2023年/監督・脚本:荻上直子/120分/2023年5月26日〜公開
荻上直子監督は、小ぎれいでほんわかした雑貨のような映画を作る人という印象があって、けして悪くはないんだけどなんかしゃらくせえと思ってきた。
一時期の長いブランク(その間にはニューヨークへの留学や出産育児があったみたいだ)の後に作られた2017年の「彼らが本気で編むときは、」は、個人的には結構好きだった。見ていて居ずまいを正したくなるような真摯さが感じられる作品だった。
けれど、その後のネットフリックス製作のいくつかの仕事(「リラックマとカオルさん」、「モダンラブ・東京」)などは、上手いし好感が持てるのだけど、やっぱり雑貨みたいな作品なんだなあ〜と思っていた。
本作は、まず予告編からしてめちゃくちゃ面白そうで、絶対見たいって思ったが、まさかここまですごい作品だとは思わなかった。
荻上監督に何があったのか。
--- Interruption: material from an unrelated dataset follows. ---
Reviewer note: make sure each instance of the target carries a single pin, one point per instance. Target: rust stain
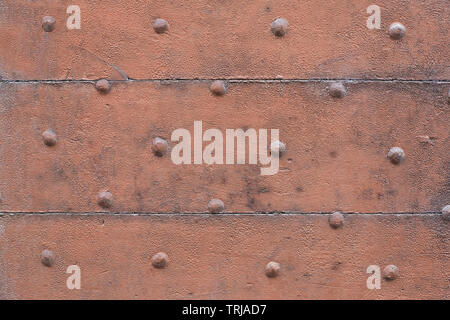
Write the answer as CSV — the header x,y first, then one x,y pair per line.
x,y
335,151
そして彼女は見事に、バンジージャンプばりに思い切りよく崖から飛び降りたんだと思った。
殻を自らバリバリ食い破ってみせたみたいな凄みがある。
これまでの作品との高低差がすごいので、よりびっくりした。
何より自分と同世代の女性監督にこういうものを見せてもらえるなんて、最高に痛快だし、超リスペクトする。
「最高傑作きたね!」
「ギリギリを攻めている」
「荻上監督、まじでかっこいい」
と、劇場を後にしながら興奮気味にたたえあった。
まるでポール・トーマス・アンダーソンの映画みたいだった。
ぎゅうううっと圧縮されたエネルギーが渦巻いていて、頭がくらくらするような濃密さがある。
たまらない可笑しさに幾度も吹き出すのだけど、その直後に人間の底知れなさに冷え冷えとし、たまらない気持ちになって、エクトプラズムみたいなすんごいため息が出るのだった。ぐはぁぁ。
この映画の持つねじくれたエネルギーの核(コア)には「異常な我慢」がある。
主人公の依子だけのことじゃない、言うなれば日本の社会全体が変な我慢のしすぎでストレスがピークに達してしまって、過呼吸みたいな、気が狂っているみたいなことになっている。
我慢のしすぎでおかしくなった人間たちのやることなすことが最高に滑稽で、猛烈に怖い。それがこの映画の持つ基本のトーンである。
なぜ、一見平凡でつつがなく見える良識的な人たちが、一皮むけばここまで異常なことになっていくのか。
その背景には、個人を取るに足らない交換可能な存在として軽んじて蔑ろにする冷たい社会がある。
そういう社会は、常に明確に何かの役に立っていなければ、何らかの社会的役割を果たしていなければ、居場所を感じられない社会だ。
「ただの自分」として安心して生きていける気がしない。ふとしたはずみにシステムの隙間に転げ落ちてしまうかもしれない。未来に希望を見出せない。
誰もが不安を抱えている。
だから、漠然とした不安や自信のなさを、各々色んなものに没入することで、なんとか耐えしのごうとしている。
なりふり構わず、いじらしいほど必死で。
出奔も、宗教も、推し活も、ゴミ屋敷も、飲酒も、差別も。
表向き、一見そうは見えなくても、アウトプットのバリエーションが違うだけなのだとも言える。
不安や怒りをなんとか穏便に処理して、どうにか今日をやり過ごす。そうして犯罪者や脱落者にならずに生き抜くのだともがいている。
かかる無理や圧が強ければ強いほど、各種アウトプットは、逸脱性の大きい、時に珍妙なものにもならざるを得ない。
そうでないことには、釣り合いが取れないからだ。
だからこの映画では、人の可愛さと醜さ、人の優しさと狡さが交互に顔を出す。
それは入れ子構造みたいなものだ。
善人がいて悪人がいる、きっぱりと分かれているみたいなことは、所詮ファンタジーでしかない。
生きて関わり合う人間は、無理解や勘違いをぶっつけ合い、騙し騙され、押し付け押し付けられ、傷つけ合う。
同時に苦しみを分かち合い、励まし合い、助け合い、癒し合う。
それってあまりにも面倒くさいことだ。
べったりとまとわりつくような人間の絡まり合いのさまに心底うんざりしながらも、「これこそが生身の人間なんだ」という圧倒的真実味の前にひれ伏す。
この国に生きる中年女性は全員見て損なしと思う。
同志よ、目覚めよ、手放せ、そして一人荒野で自分の足で大地を踏みしめて立て。